Manufacture: Boehringer Ingelheim Pharmaceuticals, Inc.
Country: Canada
Condition: Asthma, COPD, Maintenance
Class: Anticholinergic bronchodilators, Bronchodilators
Form: Liquid solution, Inhaler
Ingredients: Ipratropium bromide, citric acid, ethanol, propellant (1,1,1,2 - Tetrafluoroethane (HFA 134a)), nitrogen and water

PrAtrovent HFA

(Ipratropium Bromide)

Pressurized Inhalation Solution

About this Medication

What the medication is used for

ATROVENT HFA is used to treat the wheezing or shortness of breath caused by COPD (chronic obstructive pulmonary disease which includes chronic bronchitis and emphysema).

What it does

ATROVENT HFA belongs to a group of medicines known as "bronchodilators" which make breathing easier by opening your narrowed airways.

When it should not be used

Do not use ATROVENT HFA if you

  • are allergic to ipratropium bromide or other drugs which are anticholinergic (contain atropine or its derivatives), or to any component of ATROVENT HFA (see "What the non-medicinal ingredients are").
  • are under 18 years of age.

ATROVENT HFA should not be used for the treatment of acute episodes of bronchospasm where rapid response is required. If you get a sudden attack of breathlessness, then you should use an additional fast-acting relief medication which has been provided to you by your doctor.
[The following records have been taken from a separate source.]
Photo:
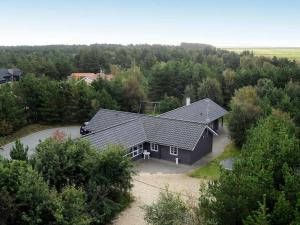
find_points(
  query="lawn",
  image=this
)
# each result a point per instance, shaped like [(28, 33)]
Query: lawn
[(212, 169), (32, 128), (291, 53)]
What the medicinal ingredient is

Ipratropium bromide

What the non-medicinal ingredients are

Citric acid, ethanol, propellant (1,1,1,2 - Tetrafluoroethane (HFA 134a)), nitrogen and water.

What dosage forms it comes in

Pressurized Inhalation Solution 20 mcg/metered dose

Warnings and Precautions

BEFORE you use ATROVENT HFA talk to your doctor or pharmacist if you:

  • are pregnant or intend to become pregnant;
  • are breast feeding;
  • have any other health problems;
  • have eye problems, such as glaucoma, or eye pain;
  • are taking any other medications including eye drops or those you can buy without a prescription;
  • have difficulty urinating;
  • have cystic fibrosis;
  • have any allergies or reactions to foods, drugs or aerosols.
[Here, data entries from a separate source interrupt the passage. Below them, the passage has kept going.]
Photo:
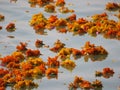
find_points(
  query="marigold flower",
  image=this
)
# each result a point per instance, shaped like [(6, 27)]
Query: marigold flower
[(52, 73), (21, 47), (26, 66), (68, 64), (39, 43), (18, 55), (112, 6), (32, 53), (85, 85), (1, 17), (7, 59), (50, 8), (60, 3), (10, 27), (53, 62)]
ATROVENT HFA is not recommended for use in children and adolescents under 18 years of age.

Contact your doctor immediately if:

  • you require more than one dose to relieve your breathing problems;
  • your shortness of breath becomes worse;
  • you don't get the same benefit from your medicine as you did before;
  • you have breathing difficulties and chest pain;
  • you experience difficulty with urination.

ATROVENT HFA may cause dizziness, difficulty in focusing the eyes, dilated pupils, and blurred vision. You should not drive or operate machinery if this occurs.

Interactions with this Medication

As with most medicines, interactions with other drugs are possible. Tell your doctor, nurse, or pharmacist about all the medicines you take, including drugs prescribed by other doctors, vitamins, minerals, natural supplements, or alternative medicines.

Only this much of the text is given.